За подобными сейчас к мастерам очереди стояли, хотя брали они недешево. Дмитрий, предпочитавший современный подход к строительству, и обустроивший в своем доме мраморный камин, не съедавший пространство, тем не менее, знал, что выложить изразцами большую русскую печь стоит пару миллионов рублей.
Какое-то время назад он наткнулся в местной газете «Курьер» на историю о том, как неподалеку от города был обнаружен тайник с изразцами XVI века, принадлежащими знаменитому цениннику Степану Полубесу[2]. История его заинтересовала, и об изразцах Дмитрий тогда прочитал все, что мог, поэтому точно знал: печи в доме Яковлева были особенными, ни на что не похожими – алебастровые фигуры по центру, и гладкие обливные плитки по бокам, верху и низу.

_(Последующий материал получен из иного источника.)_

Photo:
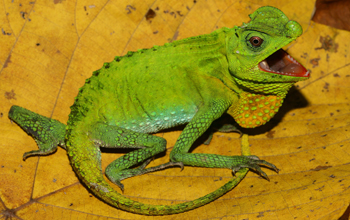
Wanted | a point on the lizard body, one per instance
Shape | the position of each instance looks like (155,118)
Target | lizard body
(240,71)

Ни тебе знаменитого «полубесовского» павлиньего ока, ни цветочков, ни дивных зверей, ни голландских домиков и мельниц. Просто и безыскусно, как в операционной.
Почему его предок по фамилии Штольцен выбрал для своего дома именно такие печи, оставалось только гадать. То ли причина какая была, то ли просто слыл он чудаком и оригиналом, – теперь никто не скажет. Позволяя мыслям течь, куда заблагорассудится, Дмитрий дошел до третьей гостиной с очередной печью, скользнул по ней взглядом и вдруг замер как охотничий пес, вставший в стойку. На верхнем ряду кафельных плиток одна отличалась от всех остальных нанесенным на нее узором – и это был родовой знак Палеологов, точно такой же, как на рисунке, который достали из мертвых пальцев Петра Беспалова. Что за черт!
Вернувшись в первые гостиные, а потом почти добежав до четвертой, Дмитрий убедился, что на остальных печах такого знака нет. Как говорили во времена его молодости, проводя дурацкие конкурсы на свадьбах: «чтобы это значило?» Додумать ответ на этот вопрос он не успел, потому что услышал легкие шаги. В комнату, где он в растерянности стоял перед печью, входила Елена Беседина. Судя по часам, приехала она минута в минуту.
– Здравствуйте, – услышал он и помотал головой, понимая, что ведет себя невежливо. Здороваться первому вообще-то надлежало мужчине.
– Доброе утро, Елена Николаевна. Простите, задумался.
– О чем же? – ему показалось, или ее голос звучал чуть настороженно.
– Да белиберда какая-то. Пока вас ждал, начал рассматривать печи и обнаружил, что одна из них отличается от остальных.
– Вообще-то, они все отличаются друг от друга, – суховато сообщила Елена. Ей явно что-то не нравилось. – На них разные фигуры, и меня удивляет, что вы только сейчас это заметили.
– Это я заметил сразу, – слегка уязвленный, сказал Дмитрий. – А вот то, что только на одной печи есть родовая эмблема Палеологов, обнаружил только сейчас. С учетом обстоятельств гибели Петра Алексеевича, мне это кажется странным совпадением, а вам?
Она молчала, не отвечая на его вопрос. Ее лицо, замкнутое, холодное, отражало какую-то глубокую внутреннюю борьбу, происхождения которой Дмитрий не понимал.
– Покажите, – наконец, сказала она.
– Вот, полюбуйтесь.
Она сделала несколько шагов и оказалась совсем рядом с ним. От нее пахло свежестью, и он не понял, что это было: какие-то особенные летние духи или просто гель для душа или шампунь. Эта близость странно волновала, и Дмитрию хотелось погладить ее по голове, чтобы ощутить колкость или, наоборот, мягкость волос, ложащихся на затылке причудливым узором. Парикмахер у нее хороший, это точно. Ее же, казалось, совершенно ничего не смущало, и она, повернув голову, смотрела Дмитрию в лицо, мол, давай, показывай. Он поднял руку и показал на эмблему.
– Вот она.
В лице ее снова что-то дрогнуло, словно отсвет внутреннего пламени мелькнул в глазах. Непостижимая какая-то женщина!
– И как вы это объясняете?
– Я не знаю, – признался Дмитрий. – Но мне кажется, что господин Беспалов пришел сюда ночью неслучайно. Он что-то хотел найти и встретил человека, который искал то же самое. Только у преступника, в отличие от Петра Алексеевича, был некий путеводитель. И когда они столкнулись в последнем противоборстве, – уж извините мой пафос, я просто отчего-то довольно сильно волнуюсь, – Петр Алексеевич вырвал у своего убийцы из рук листок со знаком, который указывал, что именно надо искать.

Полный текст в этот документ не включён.